Exceeding expectations, the U.S. economy added 172,000 new jobs in May, while the national unemployment rate remained locked at 4.3% for the third consecutive month.
The latest report from the Bureau of Labor Statistics released Friday showed that nonfarm payroll growth last month far surpassed preliminary forecasts ranging from 85,000 to 110,000.
Another robust jobs readout bolsters the case for Federal Reserve hawks advocating an interest rate hike later this year as a way to rein in inflation.
The employment sectors that saw the biggest gains in hiring in May included leisure and hospitality (+70,000), local government (+55,000), and healthcare (+35,000), as job creation in financial services softened (-22,000), driven by insurance carriers and commercial banking.
Employment levels were mostly unchanged over the month in transportation and warehousing, construction, manufacturing, trade, information, professional and business services.
“We remain in a low-hire, low-fire labor market, but one that looks increasingly stable,” says Realtor.com® senior economist Jake Krimmel.
Notably, the May jobs report reflects significant revisions to the two previous months: March was revised up by 29,000 payrolls, +185,000 to +214,000, meaning it was better than initially thought, while April was revised up by 64,000 jobs, from +115,000 to +179,000.
Across the two months, employment was 93,000 higher than previously reported.
Jobs report bolsters case for a rate hike
For the Federal Reserve, now headed by new Chair Kevin Warsh, and for the broader economy, Krimmel says an improving labor market is good news in and of itself—but perhaps more importantly because it means one fewer crisis to resolve.
“Labor stability, and upside surprise job growth like today, is a much-needed counterweight to the price instability and upside risk that has dominated the macro outlook since the Iran War began,” says the economist. “It lets the Fed focus squarely on inflation, which is where its attention belongs.”
Federal Reserve Governor Christopher Waller, who was calling for a Federal Funds rate cut just a few months ago, recently conceded that policy risks have changed.
Earlier this week, Dallas Federal Reserve President Lorie Logan said she was “increasingly concerned” that an interest rate hike was needed to restore price stability.
With the labor outlook improving and the inflation picture deteriorating, Krimmel contends that the next move on Fed rates is more likely up than down.
Financial markets now put the probability of the Fed increasing interest 25 basis points above their current 3.5%-3.75% range by the end of the year at roughly 43%, according to CME FedWatch.
“In that environment, labor market movements are unlikely to be the main driver for changes in mortgage rates,” says the economist. “The 10-year yield and mortgage rates will continue to be more sensitive to geopolitics, inflation expectations, and war-driven uncertainty than to job growth and unemployment statistics right now.”

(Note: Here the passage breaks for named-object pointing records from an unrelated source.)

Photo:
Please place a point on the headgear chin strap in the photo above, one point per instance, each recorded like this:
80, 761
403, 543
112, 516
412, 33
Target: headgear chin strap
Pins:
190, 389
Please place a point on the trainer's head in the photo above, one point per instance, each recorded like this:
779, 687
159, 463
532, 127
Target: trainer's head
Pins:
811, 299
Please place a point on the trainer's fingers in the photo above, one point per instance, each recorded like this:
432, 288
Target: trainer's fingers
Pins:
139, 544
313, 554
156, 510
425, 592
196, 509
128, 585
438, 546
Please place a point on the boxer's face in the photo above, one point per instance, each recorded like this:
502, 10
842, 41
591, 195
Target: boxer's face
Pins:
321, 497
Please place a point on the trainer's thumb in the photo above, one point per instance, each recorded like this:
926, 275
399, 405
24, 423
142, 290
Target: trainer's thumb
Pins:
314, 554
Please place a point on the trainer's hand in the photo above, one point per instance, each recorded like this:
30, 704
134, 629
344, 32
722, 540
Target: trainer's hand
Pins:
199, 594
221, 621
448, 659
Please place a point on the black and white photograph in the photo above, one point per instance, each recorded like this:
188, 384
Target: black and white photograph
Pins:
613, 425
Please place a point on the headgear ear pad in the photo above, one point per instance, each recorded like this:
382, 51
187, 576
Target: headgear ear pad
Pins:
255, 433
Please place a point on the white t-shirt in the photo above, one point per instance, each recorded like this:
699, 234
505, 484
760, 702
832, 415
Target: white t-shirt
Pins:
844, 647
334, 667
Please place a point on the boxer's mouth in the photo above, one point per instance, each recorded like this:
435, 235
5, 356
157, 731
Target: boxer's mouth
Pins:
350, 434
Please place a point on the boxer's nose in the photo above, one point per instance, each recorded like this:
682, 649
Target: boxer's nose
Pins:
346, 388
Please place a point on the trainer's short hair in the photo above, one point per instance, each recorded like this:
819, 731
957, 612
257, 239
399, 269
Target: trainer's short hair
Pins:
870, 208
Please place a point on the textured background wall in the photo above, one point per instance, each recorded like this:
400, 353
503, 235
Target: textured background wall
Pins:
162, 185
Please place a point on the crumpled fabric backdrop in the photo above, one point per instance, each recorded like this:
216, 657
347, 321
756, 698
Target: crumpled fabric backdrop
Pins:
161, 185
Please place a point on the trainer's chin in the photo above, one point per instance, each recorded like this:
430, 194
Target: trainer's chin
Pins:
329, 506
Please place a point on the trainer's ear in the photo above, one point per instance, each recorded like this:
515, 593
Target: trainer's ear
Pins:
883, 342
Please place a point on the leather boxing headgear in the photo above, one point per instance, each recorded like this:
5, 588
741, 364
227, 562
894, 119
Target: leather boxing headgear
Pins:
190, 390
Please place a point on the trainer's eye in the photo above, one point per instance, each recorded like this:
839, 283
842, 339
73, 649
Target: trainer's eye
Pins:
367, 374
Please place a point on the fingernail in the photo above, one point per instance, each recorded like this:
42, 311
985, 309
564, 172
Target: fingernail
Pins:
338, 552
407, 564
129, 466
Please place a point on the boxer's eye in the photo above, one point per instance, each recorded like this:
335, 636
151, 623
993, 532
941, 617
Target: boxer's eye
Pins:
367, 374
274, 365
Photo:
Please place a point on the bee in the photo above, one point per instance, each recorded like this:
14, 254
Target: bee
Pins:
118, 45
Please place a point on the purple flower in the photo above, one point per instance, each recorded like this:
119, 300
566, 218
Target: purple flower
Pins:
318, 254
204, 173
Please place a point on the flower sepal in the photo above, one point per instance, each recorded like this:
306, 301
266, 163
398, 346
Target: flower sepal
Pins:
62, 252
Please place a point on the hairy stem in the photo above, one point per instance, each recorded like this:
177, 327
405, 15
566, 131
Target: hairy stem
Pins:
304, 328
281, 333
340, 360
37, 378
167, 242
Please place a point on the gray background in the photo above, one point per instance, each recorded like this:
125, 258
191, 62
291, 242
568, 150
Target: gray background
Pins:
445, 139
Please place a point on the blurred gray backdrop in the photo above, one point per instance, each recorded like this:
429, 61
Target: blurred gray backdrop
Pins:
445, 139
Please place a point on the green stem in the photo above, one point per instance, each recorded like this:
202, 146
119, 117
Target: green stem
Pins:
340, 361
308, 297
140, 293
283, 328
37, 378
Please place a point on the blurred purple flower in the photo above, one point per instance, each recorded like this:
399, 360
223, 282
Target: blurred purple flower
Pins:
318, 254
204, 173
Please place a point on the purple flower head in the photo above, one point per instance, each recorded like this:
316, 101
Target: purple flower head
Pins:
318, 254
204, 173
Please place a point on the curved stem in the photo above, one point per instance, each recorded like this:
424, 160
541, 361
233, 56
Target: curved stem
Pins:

What does this mean for the housing market?
For consumers and the housing market, four months of solid job growth offer welcome stability, even as long-term questions loom over how AI might reshape the labor market in the next few years.
However, Krimmel notes that the statistic that matters most for households and housing now is not the headline jobs figure: it is the race between earnings growth and inflation.
Average hourly earnings rose 3.4% year over year in May, slipping from 3.6% last month, and with Consumer Price Index (CPI) expected around 4.2% when it lands next week, real wages remain negative and are moving in the wrong direction.
So far this spring, housing demand has stayed resilient, with annual gains in pending listings and contract signings. Sellers are being more realistic and strategic at listing time, and asking prices have fallen for seven straight months.
Yet, despite some buyer-friendly momentum, elevated mortgage rates stuck in the mid-6% range, inflation, and overall uncertainty continue to challenge shoppers.
“For the housing market to keep treading water, we need the labor market to hold or, ideally, to show signs of a real summer pickup,” concludes Krimmel.